2 Corintios 5:21 es uno de los pasajes clave en la doctrina fundamental llamada, “La Justicia Imputada”. Esta doctrina es muy importante. Quiere decir que Dios mandó a su Hijo, quien nunca cometió pecado, para que muriera por nuestro pecado. De esa manera nosotros podemos tener la justicia de Cristo en nosotros.

La transacción es esta: al creer en Cristo, mis pecados son puestos sobre Él, y la justicia de Cristo es puesta sobre mí. A eso se refiere la frase, “Para que nosotros fuésemos hechos justicia de Dios en él”. 

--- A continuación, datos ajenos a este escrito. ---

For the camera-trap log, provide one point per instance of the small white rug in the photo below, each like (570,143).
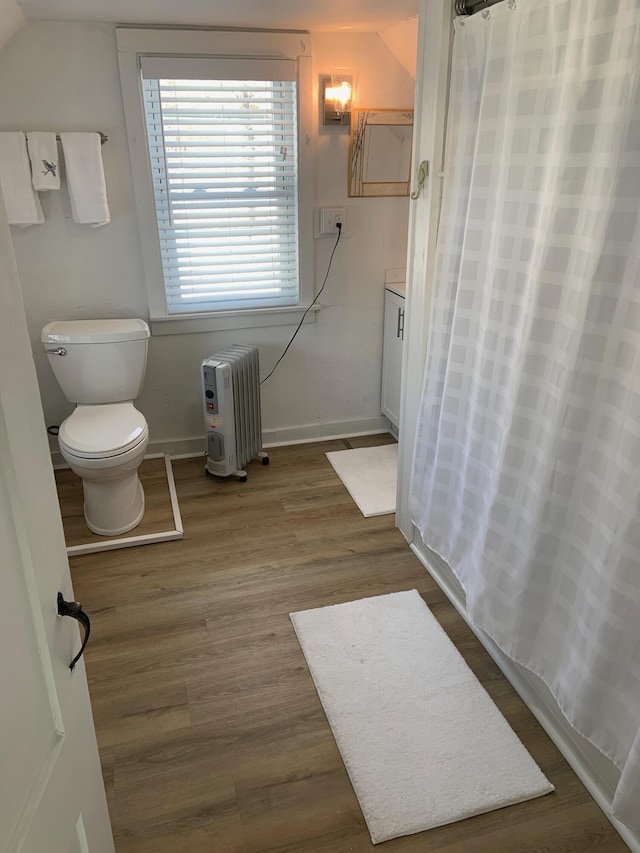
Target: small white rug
(369,473)
(422,741)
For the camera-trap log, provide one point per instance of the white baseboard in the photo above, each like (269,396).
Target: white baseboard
(196,446)
(327,430)
(595,771)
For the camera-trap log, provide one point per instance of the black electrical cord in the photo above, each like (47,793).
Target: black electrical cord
(339,227)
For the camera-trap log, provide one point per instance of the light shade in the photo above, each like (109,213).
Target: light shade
(339,96)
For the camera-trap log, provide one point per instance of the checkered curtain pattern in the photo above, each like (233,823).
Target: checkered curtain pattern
(526,471)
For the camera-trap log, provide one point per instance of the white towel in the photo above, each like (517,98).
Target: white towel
(85,178)
(43,153)
(20,199)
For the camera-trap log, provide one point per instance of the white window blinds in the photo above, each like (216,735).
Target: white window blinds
(223,152)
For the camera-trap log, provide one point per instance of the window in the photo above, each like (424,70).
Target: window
(222,195)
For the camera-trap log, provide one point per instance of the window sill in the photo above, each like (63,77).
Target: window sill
(181,324)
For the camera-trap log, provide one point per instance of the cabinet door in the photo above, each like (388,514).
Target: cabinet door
(392,355)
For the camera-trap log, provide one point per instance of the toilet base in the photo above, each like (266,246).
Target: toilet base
(113,507)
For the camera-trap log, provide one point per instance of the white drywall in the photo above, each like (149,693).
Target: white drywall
(11,19)
(68,79)
(402,41)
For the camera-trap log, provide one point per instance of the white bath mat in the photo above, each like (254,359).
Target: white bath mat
(369,473)
(422,741)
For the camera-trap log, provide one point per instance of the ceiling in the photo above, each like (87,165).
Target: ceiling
(314,15)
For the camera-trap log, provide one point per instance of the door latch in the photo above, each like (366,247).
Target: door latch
(74,609)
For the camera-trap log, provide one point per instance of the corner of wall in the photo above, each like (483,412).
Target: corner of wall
(11,20)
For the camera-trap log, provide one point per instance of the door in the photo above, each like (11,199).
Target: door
(52,798)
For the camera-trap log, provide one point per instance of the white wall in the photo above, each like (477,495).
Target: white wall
(11,19)
(64,76)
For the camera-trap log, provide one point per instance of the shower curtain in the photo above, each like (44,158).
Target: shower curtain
(526,470)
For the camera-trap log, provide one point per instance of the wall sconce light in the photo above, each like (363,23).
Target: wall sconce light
(339,96)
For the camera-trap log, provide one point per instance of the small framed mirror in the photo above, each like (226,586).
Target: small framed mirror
(380,152)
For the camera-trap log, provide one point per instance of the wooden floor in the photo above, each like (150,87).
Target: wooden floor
(211,734)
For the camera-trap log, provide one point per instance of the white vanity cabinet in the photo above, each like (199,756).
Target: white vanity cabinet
(392,352)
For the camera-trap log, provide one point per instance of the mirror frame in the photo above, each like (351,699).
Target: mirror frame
(361,119)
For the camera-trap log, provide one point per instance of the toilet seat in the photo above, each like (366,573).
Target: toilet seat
(103,431)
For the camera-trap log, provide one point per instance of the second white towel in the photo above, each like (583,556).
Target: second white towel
(85,178)
(21,202)
(43,153)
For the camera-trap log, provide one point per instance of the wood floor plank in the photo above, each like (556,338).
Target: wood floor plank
(211,733)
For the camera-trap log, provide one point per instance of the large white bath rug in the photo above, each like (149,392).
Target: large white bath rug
(369,474)
(422,741)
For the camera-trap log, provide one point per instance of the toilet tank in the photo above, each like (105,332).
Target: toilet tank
(97,361)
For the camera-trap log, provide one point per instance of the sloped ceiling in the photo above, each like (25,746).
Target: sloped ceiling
(11,19)
(318,15)
(402,41)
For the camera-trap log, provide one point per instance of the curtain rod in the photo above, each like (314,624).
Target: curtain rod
(103,137)
(471,7)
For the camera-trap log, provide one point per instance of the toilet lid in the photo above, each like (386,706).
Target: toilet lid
(100,431)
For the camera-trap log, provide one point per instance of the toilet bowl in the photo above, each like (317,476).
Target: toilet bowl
(99,365)
(105,445)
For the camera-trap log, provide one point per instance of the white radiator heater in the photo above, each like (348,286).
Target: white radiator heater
(231,401)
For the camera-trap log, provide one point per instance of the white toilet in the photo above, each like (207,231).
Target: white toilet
(100,366)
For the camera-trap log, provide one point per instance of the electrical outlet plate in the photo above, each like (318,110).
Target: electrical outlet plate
(327,219)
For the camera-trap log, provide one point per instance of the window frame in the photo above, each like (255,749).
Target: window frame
(132,44)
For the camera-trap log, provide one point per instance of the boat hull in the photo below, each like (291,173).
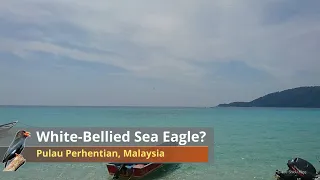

Martín Lutero dijo de la doctrina de la Justificación: “Si este artículo está de pie, la Iglesia está de pie; si este artículo se colapsa, la Iglesia se colapsa”. ¡Así de importante es la justificación! Si yo no tengo la justicia de Dios puesta sobre mí, no puedo presentarme delante de Dios. Y si mi presento delante de Dios con mi propia justicia, ¡estoy muerto!

¿Cómo queremos presentarnos delante del trono de Dios? ¿Vestidos de nuestra justicia, o la de Cristo?

Uno de mis himnos favoritos es, “Maravilloso es el Gran Amor”, escrito por John Wesley. Termino con la cuarta estrofa, mi favorita: “Hoy ya no temo la condenación; Jesús es mi Señor, y yo suyo soy. Vivo en Él que es mi salvación, vestido en Su justicia voy. Libre acceso al Padre gozo ya, y entrada al trono celestial. ¡Oh, maravilla de su amor! ¡Por mí murió el Salvador!”. ¡Amén!